Ich habe auch an meinem Belly etwas gebastelt, dazu habe ich das Netz gegen eine Box getauscht. An der Box habe ich drei sideports verbaut, um den Standort des Echolotes dem Stand der Sonne anpassen zu können, dazu habe ich Räder montiert, um den Weg zum Wasser angenehmer zu gestalten. Dazu noch weitere 3 Ports, einer mit Klampe, um das Ankern zu erleichtern.


----------



## someuniqname (10. Juni 2019)

sieht gut aus. in voller bestückung wird das belly trotzdem voll. das einzige was ich noch vermisse, ist die Möglichkeit die Räder mit aufs boot zu montieren. damit lässt sich auch mal ein rückweg entspannt machen.


----------



## Gelöschtes Mitglied 150887 (10. Juni 2019)

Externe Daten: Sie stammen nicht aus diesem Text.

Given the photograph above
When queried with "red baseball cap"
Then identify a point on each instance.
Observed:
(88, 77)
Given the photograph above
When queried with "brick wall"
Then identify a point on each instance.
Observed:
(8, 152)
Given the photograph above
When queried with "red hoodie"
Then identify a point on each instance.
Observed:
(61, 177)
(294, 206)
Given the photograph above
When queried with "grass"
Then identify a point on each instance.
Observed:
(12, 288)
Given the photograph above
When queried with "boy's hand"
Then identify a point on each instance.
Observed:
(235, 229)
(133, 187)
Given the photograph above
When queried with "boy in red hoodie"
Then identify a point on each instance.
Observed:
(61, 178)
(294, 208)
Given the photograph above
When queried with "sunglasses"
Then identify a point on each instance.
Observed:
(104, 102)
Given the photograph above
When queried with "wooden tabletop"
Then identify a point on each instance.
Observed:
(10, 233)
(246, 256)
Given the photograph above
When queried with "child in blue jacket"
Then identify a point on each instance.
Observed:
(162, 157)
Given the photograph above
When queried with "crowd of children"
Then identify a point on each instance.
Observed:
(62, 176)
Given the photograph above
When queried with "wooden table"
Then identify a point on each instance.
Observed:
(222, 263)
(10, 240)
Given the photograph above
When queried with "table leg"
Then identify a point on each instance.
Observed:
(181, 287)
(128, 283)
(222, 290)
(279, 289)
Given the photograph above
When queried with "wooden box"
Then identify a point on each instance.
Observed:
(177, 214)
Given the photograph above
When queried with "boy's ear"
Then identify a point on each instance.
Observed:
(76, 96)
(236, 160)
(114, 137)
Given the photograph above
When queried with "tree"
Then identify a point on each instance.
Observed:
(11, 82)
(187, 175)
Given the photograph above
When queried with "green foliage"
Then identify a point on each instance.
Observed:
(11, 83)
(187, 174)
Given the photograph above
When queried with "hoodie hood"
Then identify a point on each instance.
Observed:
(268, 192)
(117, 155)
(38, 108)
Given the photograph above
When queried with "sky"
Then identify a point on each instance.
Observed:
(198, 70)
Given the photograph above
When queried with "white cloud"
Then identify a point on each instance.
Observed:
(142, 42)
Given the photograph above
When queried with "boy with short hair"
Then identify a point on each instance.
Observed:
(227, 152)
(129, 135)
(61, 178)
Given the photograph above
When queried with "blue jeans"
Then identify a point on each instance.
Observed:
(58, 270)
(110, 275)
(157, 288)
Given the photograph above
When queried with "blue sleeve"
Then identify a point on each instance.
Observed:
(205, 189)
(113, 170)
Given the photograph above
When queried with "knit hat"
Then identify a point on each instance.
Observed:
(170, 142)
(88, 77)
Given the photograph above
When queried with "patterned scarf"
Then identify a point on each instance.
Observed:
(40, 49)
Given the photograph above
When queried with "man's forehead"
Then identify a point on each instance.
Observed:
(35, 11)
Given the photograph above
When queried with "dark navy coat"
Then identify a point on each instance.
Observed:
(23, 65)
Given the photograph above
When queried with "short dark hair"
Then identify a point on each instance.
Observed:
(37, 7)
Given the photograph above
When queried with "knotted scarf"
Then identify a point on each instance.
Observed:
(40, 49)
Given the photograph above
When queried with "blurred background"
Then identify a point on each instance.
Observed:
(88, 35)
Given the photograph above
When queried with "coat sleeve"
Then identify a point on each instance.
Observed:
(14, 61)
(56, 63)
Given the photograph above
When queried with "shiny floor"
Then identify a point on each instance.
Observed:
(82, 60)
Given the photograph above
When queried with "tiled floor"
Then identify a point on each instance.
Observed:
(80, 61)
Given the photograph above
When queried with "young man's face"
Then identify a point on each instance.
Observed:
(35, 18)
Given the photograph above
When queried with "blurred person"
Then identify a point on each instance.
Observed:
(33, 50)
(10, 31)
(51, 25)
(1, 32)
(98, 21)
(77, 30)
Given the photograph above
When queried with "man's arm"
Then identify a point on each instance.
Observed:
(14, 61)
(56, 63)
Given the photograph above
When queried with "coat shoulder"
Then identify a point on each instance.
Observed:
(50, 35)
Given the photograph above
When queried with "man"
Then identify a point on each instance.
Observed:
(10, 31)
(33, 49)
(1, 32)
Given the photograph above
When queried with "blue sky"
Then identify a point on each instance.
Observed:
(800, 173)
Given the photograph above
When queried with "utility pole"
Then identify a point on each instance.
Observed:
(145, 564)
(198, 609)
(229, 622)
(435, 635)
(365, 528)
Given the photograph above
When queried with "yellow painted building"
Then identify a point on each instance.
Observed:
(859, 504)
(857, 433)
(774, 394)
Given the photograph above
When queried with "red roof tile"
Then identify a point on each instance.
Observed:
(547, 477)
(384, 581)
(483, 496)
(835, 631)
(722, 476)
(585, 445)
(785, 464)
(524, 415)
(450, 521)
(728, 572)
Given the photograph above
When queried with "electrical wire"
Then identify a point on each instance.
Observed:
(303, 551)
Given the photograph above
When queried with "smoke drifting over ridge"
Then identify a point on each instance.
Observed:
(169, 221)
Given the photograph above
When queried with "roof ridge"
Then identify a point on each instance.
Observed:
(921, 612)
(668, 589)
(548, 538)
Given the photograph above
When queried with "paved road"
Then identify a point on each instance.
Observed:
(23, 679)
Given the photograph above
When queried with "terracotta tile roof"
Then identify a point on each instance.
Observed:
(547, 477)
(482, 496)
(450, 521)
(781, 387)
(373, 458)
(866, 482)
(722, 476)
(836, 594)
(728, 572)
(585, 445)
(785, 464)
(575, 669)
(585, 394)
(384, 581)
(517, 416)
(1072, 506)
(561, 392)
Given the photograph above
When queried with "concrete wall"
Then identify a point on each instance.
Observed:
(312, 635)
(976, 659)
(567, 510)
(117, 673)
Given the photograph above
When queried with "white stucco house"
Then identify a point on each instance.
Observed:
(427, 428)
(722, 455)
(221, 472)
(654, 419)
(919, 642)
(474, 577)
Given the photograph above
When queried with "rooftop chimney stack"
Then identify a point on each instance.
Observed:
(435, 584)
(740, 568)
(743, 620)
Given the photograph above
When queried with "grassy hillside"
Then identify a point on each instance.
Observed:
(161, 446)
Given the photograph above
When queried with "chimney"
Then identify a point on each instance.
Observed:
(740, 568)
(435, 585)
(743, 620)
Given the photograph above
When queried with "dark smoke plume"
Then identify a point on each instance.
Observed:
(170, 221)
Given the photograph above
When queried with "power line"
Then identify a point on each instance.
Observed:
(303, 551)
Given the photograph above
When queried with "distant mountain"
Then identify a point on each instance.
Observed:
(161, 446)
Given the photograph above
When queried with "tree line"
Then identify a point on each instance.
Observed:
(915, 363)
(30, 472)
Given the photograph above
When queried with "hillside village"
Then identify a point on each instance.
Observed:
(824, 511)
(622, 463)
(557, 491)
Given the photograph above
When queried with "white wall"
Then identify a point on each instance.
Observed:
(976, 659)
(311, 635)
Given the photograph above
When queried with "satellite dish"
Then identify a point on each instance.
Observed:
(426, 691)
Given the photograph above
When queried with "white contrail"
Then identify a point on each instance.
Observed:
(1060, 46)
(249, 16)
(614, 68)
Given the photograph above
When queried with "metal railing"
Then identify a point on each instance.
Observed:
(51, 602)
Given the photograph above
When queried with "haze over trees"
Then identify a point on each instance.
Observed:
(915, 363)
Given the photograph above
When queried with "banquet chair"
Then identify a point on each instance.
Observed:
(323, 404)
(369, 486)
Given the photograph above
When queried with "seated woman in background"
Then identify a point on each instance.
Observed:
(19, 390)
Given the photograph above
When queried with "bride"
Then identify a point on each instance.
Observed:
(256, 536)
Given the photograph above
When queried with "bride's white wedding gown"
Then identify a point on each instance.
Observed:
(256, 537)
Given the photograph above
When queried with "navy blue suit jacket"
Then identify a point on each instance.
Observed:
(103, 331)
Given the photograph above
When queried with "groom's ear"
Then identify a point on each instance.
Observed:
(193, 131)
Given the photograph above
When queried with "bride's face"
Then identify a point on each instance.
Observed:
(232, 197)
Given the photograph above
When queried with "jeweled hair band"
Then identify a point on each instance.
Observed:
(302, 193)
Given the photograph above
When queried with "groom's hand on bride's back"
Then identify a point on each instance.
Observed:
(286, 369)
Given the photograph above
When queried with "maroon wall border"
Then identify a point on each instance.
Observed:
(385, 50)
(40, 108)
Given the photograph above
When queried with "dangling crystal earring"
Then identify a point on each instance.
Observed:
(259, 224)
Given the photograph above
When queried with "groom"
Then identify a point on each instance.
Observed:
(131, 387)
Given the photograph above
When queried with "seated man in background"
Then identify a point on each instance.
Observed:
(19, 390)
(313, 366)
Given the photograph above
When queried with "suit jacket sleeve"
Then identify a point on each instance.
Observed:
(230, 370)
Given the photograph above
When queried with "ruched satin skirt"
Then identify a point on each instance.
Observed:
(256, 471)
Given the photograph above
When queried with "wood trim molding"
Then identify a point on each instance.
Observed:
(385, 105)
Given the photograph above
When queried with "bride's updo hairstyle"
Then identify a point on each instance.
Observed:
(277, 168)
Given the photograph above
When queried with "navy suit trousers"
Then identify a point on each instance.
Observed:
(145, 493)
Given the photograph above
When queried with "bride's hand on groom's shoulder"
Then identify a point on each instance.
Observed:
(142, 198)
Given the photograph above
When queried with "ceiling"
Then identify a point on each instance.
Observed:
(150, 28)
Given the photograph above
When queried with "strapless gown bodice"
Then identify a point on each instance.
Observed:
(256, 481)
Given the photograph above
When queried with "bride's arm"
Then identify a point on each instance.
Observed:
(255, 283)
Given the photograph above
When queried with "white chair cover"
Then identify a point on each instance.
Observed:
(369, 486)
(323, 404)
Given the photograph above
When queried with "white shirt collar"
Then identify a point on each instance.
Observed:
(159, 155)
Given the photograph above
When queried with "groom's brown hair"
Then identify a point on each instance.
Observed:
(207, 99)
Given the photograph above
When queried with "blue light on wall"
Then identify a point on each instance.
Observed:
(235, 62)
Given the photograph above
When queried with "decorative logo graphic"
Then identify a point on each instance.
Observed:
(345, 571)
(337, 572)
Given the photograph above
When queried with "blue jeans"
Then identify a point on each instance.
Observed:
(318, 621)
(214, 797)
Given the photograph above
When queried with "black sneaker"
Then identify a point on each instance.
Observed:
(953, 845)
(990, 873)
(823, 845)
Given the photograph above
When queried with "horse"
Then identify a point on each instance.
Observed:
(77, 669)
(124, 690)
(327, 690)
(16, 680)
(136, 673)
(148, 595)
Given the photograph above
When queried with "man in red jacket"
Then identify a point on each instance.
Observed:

Hatte ich sogar überlegt, aber ich befürchte, das man beim Auswerfen darin hängen bleiben könnte. Ich kann die Achse mehrfach trennen und schmeiße das Gerödel hinter den Sitz,


----------



## someuniqname (11. Juni 2019)

Testudo schrieb:


> Hatte ich sogar überlegt, aber ich befürchte, das man beim Auswerfen darin hängen bleiben könnte.



Bin bei diesem Setup noch nicht hängen geblieben. Ich nutze zudem auf dem Belly Baitcast Ruten um 2.50m und Gewaltwürfe braucht es da eh nicht. Damit bleibt alles weit weg von der Achse.


----------



## Gelöschtes Mitglied 150887 (11. Juni 2019)

Wie hast du das gelöst? Hast du mal ein Bild davon?


----------